Worse, when a failure comes to light, the progressive is unable to attribute it to government as an institution, just as the Christian is unable to hold God responsible for the miseries of the world. God is love, you see, and any evidence to the contrary must be attributed to our own failings.


The progressive talks about government in similar terms. Government isn't the thing we see--the bloated, corrupt organization that optimizes toward political optics and delivers failures and cover-ups at every turn. It's something behind the government we see, some pure Platonic form waiting to be unlocked if we just pass the right campaign finance law. A particular politician may behave badly in office, and the progressive may be quick to say so, but that doesn't reflect on the government as an institution, since it could run better if we just had the right people in charge. All we have to do is beseech the government harder for "reform" on a thousand different fronts.

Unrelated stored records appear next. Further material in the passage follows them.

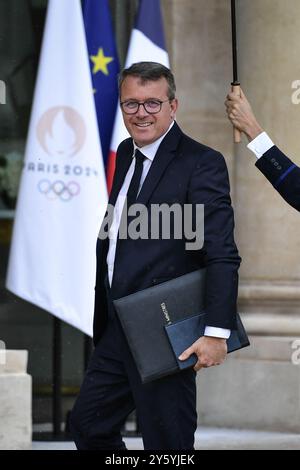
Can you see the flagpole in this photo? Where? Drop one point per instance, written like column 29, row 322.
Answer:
column 235, row 84
column 57, row 378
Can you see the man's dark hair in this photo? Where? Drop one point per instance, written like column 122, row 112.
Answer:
column 149, row 71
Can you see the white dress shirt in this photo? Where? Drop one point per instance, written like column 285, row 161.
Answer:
column 261, row 144
column 149, row 151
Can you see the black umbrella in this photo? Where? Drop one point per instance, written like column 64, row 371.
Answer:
column 235, row 84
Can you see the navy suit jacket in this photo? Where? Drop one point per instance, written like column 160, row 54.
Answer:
column 283, row 174
column 183, row 171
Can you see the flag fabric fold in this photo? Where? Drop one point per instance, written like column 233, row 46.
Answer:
column 147, row 43
column 62, row 195
column 104, row 65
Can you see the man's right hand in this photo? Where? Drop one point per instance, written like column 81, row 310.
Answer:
column 241, row 115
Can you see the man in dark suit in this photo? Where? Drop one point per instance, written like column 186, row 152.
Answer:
column 158, row 164
column 282, row 173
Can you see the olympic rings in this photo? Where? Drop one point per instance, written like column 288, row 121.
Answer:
column 59, row 189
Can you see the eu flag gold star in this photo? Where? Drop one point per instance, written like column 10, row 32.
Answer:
column 101, row 62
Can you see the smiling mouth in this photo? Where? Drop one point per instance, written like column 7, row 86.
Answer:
column 143, row 124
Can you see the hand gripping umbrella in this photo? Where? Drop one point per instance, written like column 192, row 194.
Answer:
column 235, row 84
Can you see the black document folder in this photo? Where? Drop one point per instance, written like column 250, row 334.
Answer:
column 162, row 321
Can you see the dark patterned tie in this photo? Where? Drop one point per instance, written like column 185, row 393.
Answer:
column 136, row 178
column 131, row 199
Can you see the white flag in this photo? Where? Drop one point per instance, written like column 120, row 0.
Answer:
column 62, row 196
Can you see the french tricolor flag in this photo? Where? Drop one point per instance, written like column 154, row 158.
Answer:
column 147, row 43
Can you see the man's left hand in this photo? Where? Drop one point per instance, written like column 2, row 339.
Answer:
column 210, row 351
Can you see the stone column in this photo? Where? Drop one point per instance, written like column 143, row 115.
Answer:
column 259, row 386
column 15, row 401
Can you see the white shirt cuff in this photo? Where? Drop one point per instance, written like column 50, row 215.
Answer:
column 260, row 145
column 217, row 332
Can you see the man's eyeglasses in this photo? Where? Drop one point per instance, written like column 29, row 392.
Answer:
column 150, row 106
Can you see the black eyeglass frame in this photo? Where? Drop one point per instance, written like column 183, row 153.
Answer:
column 143, row 104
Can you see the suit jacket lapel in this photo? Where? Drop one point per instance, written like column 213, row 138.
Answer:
column 124, row 160
column 165, row 154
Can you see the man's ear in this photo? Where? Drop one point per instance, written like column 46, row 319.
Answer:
column 174, row 107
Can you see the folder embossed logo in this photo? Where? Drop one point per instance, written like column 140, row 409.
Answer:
column 162, row 321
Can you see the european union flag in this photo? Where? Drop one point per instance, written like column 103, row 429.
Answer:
column 104, row 66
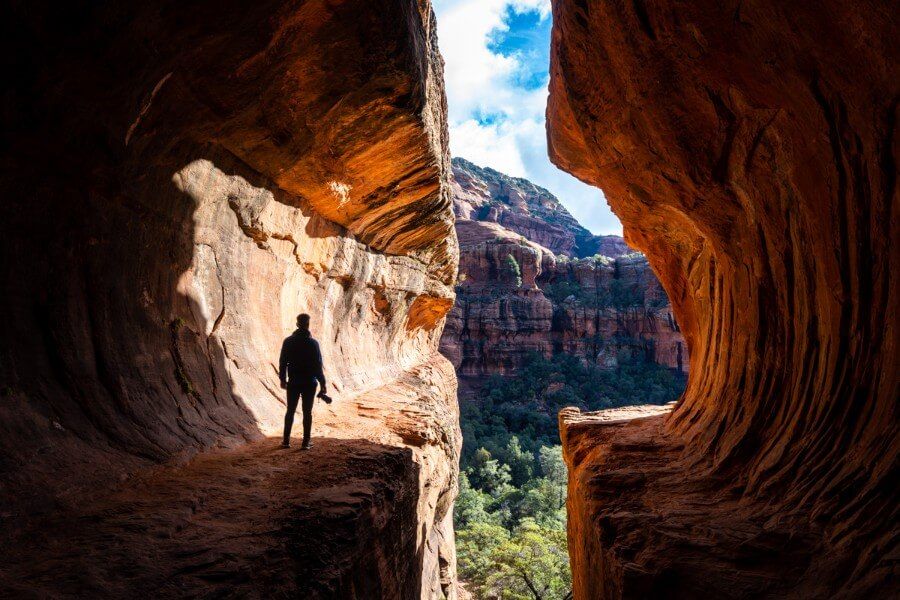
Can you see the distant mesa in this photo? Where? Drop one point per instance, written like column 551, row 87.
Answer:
column 533, row 279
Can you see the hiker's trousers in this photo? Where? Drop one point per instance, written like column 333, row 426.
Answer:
column 307, row 392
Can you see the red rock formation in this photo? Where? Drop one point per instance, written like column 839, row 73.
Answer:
column 183, row 180
column 616, row 306
column 750, row 150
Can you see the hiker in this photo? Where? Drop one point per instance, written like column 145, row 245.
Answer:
column 300, row 367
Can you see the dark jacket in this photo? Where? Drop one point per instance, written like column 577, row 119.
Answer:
column 301, row 360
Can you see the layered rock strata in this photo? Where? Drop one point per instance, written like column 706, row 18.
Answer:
column 516, row 296
column 750, row 150
column 183, row 181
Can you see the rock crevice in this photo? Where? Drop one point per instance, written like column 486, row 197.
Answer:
column 749, row 151
column 185, row 180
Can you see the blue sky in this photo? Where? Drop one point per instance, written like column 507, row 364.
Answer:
column 497, row 55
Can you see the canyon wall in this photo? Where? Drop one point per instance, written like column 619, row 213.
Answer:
column 182, row 181
column 750, row 150
column 601, row 307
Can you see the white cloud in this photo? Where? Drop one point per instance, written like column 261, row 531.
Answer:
column 494, row 122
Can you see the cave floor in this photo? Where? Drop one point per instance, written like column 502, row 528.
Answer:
column 254, row 521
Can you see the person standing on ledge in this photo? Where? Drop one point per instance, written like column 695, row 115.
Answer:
column 300, row 367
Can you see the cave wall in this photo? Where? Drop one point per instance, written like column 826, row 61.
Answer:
column 750, row 150
column 182, row 180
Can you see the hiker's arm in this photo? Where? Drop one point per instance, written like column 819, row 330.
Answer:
column 282, row 365
column 320, row 372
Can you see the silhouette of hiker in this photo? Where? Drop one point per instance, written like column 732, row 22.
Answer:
column 299, row 367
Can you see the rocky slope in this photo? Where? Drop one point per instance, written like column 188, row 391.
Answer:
column 750, row 150
column 182, row 181
column 523, row 288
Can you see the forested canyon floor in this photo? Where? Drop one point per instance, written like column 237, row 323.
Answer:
column 547, row 316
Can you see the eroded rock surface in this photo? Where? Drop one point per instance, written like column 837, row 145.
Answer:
column 601, row 308
column 183, row 181
column 750, row 150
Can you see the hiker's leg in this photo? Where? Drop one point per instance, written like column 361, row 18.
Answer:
column 309, row 396
column 293, row 397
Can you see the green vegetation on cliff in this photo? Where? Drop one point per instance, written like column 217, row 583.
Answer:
column 510, row 514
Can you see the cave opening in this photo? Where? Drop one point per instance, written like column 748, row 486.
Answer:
column 553, row 308
column 182, row 180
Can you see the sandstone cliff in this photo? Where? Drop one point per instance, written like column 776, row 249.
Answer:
column 183, row 180
column 523, row 288
column 750, row 150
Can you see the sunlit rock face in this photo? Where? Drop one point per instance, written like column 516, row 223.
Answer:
column 183, row 180
column 750, row 151
column 501, row 316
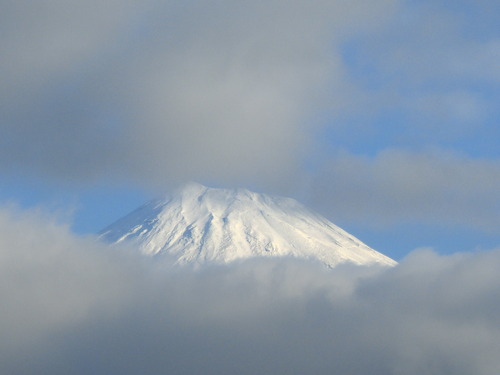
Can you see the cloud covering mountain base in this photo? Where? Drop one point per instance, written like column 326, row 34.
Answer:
column 72, row 305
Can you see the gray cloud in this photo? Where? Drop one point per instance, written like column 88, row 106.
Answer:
column 71, row 305
column 401, row 186
column 154, row 91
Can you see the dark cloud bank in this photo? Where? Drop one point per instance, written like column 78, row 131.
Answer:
column 70, row 305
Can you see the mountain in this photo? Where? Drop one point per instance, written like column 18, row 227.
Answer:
column 198, row 224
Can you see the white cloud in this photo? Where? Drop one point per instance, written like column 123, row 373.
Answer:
column 69, row 304
column 435, row 187
column 156, row 92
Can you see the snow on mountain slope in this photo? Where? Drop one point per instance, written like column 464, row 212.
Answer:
column 199, row 224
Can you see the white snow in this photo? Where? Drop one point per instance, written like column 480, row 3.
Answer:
column 199, row 224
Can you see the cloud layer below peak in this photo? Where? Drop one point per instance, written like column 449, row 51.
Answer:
column 71, row 304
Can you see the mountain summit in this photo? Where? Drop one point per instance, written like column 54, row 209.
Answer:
column 198, row 224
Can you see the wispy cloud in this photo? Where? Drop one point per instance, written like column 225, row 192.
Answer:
column 72, row 305
column 398, row 186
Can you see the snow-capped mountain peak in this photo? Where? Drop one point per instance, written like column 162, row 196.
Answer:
column 198, row 224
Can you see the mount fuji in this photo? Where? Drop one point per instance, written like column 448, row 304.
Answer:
column 198, row 224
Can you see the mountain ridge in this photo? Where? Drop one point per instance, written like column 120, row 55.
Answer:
column 198, row 224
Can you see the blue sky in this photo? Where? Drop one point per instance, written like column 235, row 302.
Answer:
column 381, row 115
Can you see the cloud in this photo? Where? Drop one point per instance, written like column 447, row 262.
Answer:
column 401, row 186
column 156, row 92
column 72, row 305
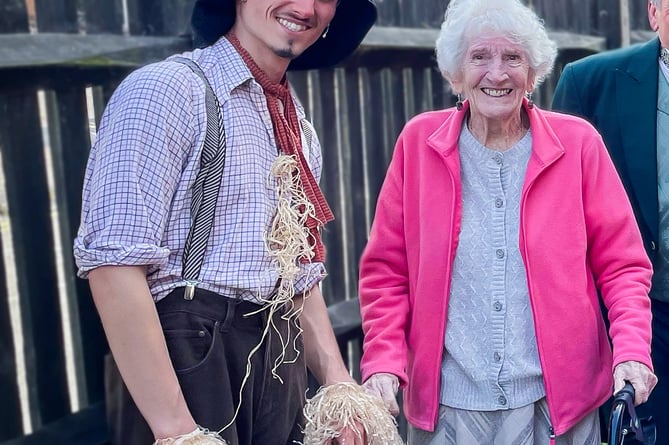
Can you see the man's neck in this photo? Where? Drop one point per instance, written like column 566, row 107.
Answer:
column 271, row 64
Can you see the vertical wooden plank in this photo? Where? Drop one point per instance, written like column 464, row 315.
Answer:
column 176, row 16
column 10, row 408
column 388, row 13
column 28, row 200
column 368, row 145
column 160, row 17
column 354, row 189
column 56, row 16
column 70, row 144
column 13, row 16
column 608, row 23
column 103, row 16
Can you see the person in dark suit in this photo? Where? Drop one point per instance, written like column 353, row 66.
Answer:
column 625, row 95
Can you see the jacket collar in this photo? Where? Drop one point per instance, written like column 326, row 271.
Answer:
column 546, row 147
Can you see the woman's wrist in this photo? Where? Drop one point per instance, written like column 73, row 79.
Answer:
column 199, row 436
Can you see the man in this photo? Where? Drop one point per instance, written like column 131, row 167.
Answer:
column 625, row 94
column 210, row 349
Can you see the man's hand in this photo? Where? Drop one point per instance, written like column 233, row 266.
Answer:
column 385, row 386
column 642, row 379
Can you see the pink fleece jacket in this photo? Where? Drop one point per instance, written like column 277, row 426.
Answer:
column 577, row 235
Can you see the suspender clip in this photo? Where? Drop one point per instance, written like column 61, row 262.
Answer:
column 189, row 292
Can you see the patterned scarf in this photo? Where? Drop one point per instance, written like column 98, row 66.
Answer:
column 287, row 134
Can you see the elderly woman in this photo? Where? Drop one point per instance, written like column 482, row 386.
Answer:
column 497, row 228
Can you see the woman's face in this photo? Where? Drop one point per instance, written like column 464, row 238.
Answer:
column 495, row 75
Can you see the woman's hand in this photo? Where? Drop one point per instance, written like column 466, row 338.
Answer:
column 642, row 379
column 385, row 386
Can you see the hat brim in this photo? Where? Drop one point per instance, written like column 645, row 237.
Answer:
column 211, row 19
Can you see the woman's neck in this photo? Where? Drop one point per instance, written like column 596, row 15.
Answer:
column 498, row 135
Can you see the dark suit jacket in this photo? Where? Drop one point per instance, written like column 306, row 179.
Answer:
column 617, row 92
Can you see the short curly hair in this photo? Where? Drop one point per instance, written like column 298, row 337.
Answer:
column 465, row 19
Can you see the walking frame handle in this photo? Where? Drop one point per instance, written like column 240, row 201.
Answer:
column 624, row 423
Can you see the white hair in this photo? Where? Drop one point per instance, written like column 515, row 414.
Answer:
column 465, row 19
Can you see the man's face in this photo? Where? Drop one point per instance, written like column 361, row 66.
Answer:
column 658, row 16
column 277, row 31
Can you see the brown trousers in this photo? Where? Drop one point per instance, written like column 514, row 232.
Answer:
column 209, row 340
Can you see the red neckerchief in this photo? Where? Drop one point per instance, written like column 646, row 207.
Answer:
column 287, row 134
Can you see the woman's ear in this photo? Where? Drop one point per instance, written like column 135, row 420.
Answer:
column 456, row 86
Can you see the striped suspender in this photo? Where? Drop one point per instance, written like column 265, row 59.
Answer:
column 206, row 187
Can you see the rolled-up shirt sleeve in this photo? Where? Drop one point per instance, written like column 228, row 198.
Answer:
column 146, row 135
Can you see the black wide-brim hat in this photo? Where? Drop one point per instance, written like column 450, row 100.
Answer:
column 211, row 19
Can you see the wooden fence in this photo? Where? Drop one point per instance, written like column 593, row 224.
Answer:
column 59, row 63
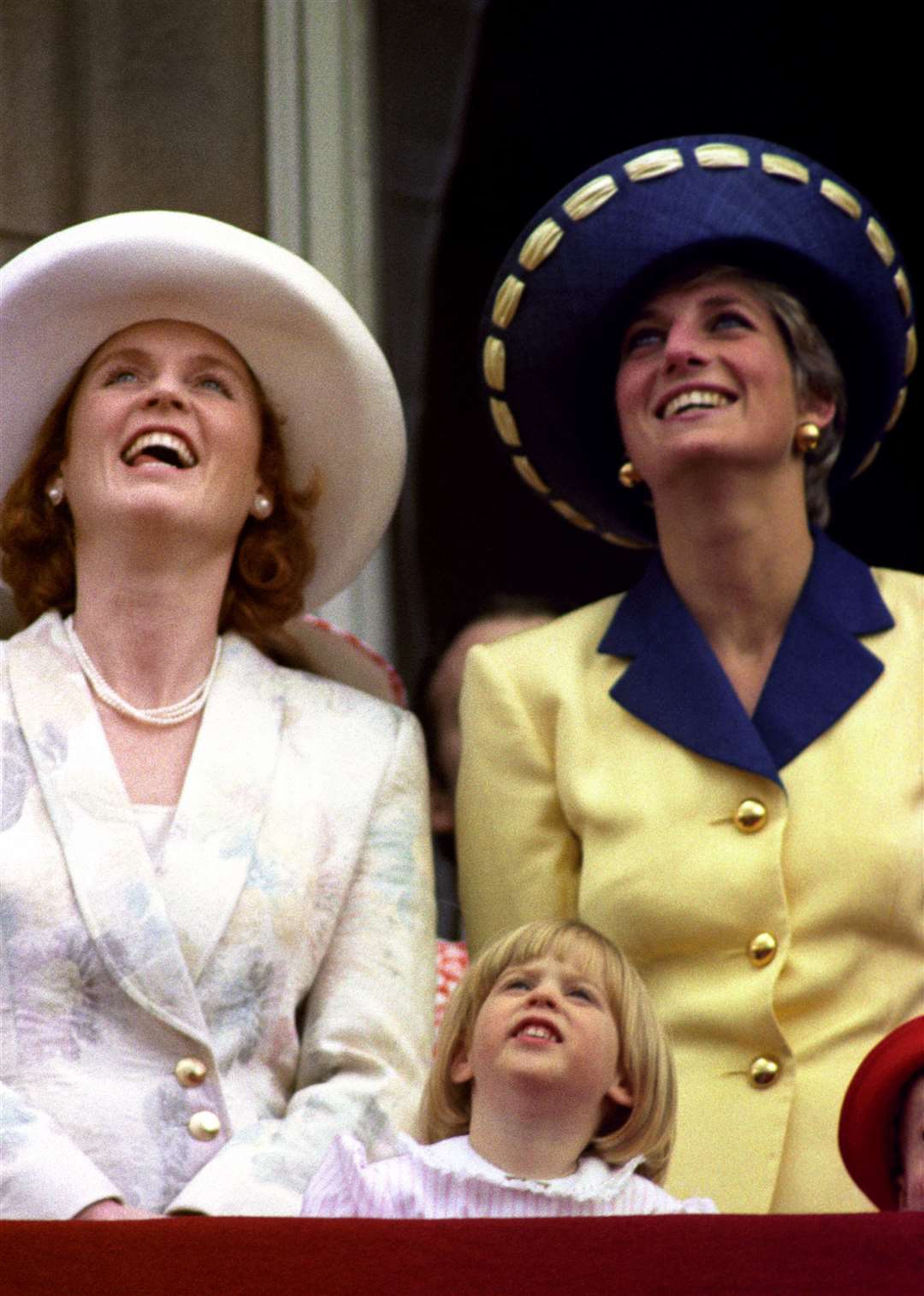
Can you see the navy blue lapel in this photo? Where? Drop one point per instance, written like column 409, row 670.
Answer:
column 675, row 684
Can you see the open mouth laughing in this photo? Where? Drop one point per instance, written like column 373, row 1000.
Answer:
column 163, row 446
column 695, row 398
column 536, row 1028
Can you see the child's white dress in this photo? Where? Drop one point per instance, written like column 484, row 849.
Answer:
column 450, row 1181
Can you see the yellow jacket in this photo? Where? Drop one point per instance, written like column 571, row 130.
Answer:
column 768, row 884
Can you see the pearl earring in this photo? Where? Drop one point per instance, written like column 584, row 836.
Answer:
column 808, row 435
column 629, row 476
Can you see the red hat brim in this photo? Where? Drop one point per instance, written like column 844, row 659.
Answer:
column 870, row 1110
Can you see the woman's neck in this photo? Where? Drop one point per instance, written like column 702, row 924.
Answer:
column 149, row 626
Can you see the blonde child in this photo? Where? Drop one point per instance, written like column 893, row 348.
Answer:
column 551, row 1094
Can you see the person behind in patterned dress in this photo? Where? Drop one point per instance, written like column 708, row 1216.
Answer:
column 553, row 1094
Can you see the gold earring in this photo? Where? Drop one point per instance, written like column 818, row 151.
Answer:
column 261, row 507
column 629, row 476
column 808, row 435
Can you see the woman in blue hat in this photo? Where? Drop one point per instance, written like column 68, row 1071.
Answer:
column 689, row 347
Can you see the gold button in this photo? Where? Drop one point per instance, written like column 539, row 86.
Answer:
column 750, row 815
column 763, row 1072
column 762, row 949
column 205, row 1127
column 191, row 1072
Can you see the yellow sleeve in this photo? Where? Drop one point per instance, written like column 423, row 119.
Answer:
column 518, row 858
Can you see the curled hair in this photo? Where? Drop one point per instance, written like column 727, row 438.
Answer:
column 644, row 1061
column 271, row 565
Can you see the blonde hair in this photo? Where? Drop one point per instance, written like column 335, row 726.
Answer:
column 644, row 1062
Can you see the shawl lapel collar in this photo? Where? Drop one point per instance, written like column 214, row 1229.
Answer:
column 109, row 867
column 228, row 787
column 675, row 684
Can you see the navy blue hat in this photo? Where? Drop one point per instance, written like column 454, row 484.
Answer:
column 559, row 305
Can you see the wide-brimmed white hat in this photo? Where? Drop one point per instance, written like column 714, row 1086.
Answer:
column 317, row 363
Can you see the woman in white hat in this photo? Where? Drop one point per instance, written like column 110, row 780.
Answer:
column 720, row 769
column 216, row 898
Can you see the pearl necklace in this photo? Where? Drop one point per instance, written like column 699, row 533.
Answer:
column 175, row 713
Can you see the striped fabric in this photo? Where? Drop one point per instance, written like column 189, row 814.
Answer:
column 450, row 1181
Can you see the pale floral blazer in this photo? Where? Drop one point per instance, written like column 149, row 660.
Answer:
column 287, row 944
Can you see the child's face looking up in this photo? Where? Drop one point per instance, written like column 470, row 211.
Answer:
column 544, row 1026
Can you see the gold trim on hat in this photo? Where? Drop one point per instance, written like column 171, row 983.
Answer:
column 529, row 475
column 903, row 289
column 541, row 244
column 494, row 359
column 572, row 515
column 507, row 301
column 910, row 350
column 880, row 240
column 589, row 196
column 777, row 163
column 897, row 410
column 504, row 422
column 841, row 198
column 720, row 156
column 868, row 460
column 649, row 166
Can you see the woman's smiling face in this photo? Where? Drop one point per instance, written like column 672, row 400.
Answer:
column 165, row 422
column 704, row 372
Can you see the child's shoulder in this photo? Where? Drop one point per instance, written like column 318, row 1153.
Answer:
column 642, row 1197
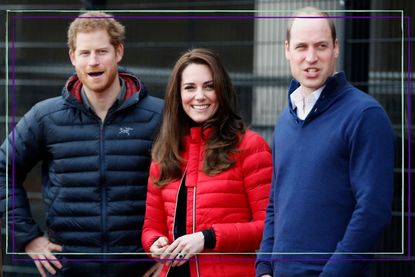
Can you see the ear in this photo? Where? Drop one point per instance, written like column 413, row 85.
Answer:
column 72, row 56
column 287, row 50
column 119, row 52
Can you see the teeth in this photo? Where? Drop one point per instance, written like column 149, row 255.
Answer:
column 200, row 107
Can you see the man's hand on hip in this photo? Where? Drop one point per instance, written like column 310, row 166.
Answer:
column 40, row 250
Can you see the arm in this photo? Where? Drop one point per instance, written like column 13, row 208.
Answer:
column 20, row 150
column 256, row 166
column 263, row 262
column 155, row 218
column 19, row 153
column 371, row 177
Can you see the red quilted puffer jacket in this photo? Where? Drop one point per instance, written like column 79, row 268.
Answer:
column 232, row 202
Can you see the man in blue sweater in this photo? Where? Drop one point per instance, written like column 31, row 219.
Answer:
column 94, row 142
column 333, row 153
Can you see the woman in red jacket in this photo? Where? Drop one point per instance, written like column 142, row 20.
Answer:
column 210, row 177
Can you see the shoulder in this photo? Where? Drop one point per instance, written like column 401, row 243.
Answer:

But capitalism and the private corporations operating within it, the progressive will tell you, are structurally corrupt. Every corporate misdeed confirms not just a bad apple but the rot embedded deep in the barrel's timber. If the capitalist manages a good deed once in a while, well, it's tainted by his motives, because he's just in it for himself. Solving people's problems for profit is not nearly as noble as doing so out of a sense of compassion, or--what's much the same thing--at the point of a government gun. On the other hand if you made people's problems worse but your intentions were good, you come out ahead in the progressive moral calculus.


It's this moral calculus--or the lack of it--at the core of progressive dysfunction. They call it "compassion" and pride themselves on it. But it's a self-centered compassion that keeps the recipients at arm's length while it smugly takes their options off the table. We oppose this factory, the progressive says, because we deem its working conditions inadequate. We denounce people selling needed goods in a disaster zone at high prices, because we fancy the alternative is other people selling them at lower prices because they have more compassion. The price signals are screaming at them that isn't the alternative, that the real alternative is needed goods unavailable at any price, but those signals get shunted off to voicemail, because the progressive is due at her yoga studio.


140 years into America's progressive experiment, is it working? I'd answer a resounding no. Poverty hasn't budged in half a century. Government and income inequality have swelled, and those are not unrelated. Economic growth has flatlined. 2020 and the four years leading up to it have uncovered institutional corruption, dysfunction and decadence at a terrifying scale. Can bigger government really be the answer?